For instance, if I keep the linear model between points 1 and 3, how can I tell if points 4 or 6 are significantly divergent from the estimate? That is: how can I tell if a point is an outlier?
I need to find the minimal number of points that makes a linear series; if I add more and more points, there should be a point where R^2 becomes too big, but the residuals might still be small. For instance, the residual for point 6 is -0.21 in the linear model build on the points 1:6; but
> Y[6]
[1] 8.59471
> mean(Y[1:3])
[1] 6.459196
> Y[6]-mean(Y[1:3])
[1] 2.135513
The problem is how to demonstrate that I should keep the points 1 to 3 as generators of a linear series.
ADDENDUM
To give a better context, I am adding the whole plotting of the data:
Also, the idea of identifying the first outlier in a linear series is drawn directly from an article written by Tichopad et al. (Nucleic Acids Research, Volume 31, Issue 20, 15 October 2003, Page e122).
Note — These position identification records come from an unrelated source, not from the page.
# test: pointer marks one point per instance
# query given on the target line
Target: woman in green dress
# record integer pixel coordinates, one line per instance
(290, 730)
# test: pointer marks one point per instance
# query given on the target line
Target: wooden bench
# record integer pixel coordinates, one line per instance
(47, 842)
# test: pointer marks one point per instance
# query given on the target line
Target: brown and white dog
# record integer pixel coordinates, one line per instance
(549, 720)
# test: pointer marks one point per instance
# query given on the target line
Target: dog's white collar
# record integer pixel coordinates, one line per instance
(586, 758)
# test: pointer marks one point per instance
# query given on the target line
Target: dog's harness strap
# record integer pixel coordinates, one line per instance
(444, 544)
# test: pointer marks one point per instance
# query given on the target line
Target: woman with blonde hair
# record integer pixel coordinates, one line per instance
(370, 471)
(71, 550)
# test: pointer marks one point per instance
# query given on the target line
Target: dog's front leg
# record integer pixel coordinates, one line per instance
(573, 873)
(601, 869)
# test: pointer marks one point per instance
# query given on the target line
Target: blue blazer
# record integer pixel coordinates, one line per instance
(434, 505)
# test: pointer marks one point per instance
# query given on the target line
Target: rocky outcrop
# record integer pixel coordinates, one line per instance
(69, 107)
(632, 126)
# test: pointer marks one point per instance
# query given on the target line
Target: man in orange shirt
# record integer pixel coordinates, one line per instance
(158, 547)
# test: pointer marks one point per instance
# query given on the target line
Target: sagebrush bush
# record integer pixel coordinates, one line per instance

In this paper, the values are those of the fluorescence in a polymerase chain reaction, which pass from linear to exponential to plateau as in this figure:
But instead of looking at the change in the cycles 1-16, I am looking for that in the cycles 20-30. To find the first outlier, a series of statistical parameters were calculated, which included an ‘externally studentized’ residual, the mean square residual of the regression model with the deleted inspected data point, the distribution of the studentized residuals, and the cumulative function of the studentized residuals. The probability that spots an outlier is given by P‐value = 2 × [1 – F(1 – |r(n – 1)|)]
, with F
the cumulative function, r
the ‘externally studentized’ residual and n the point in evaluation.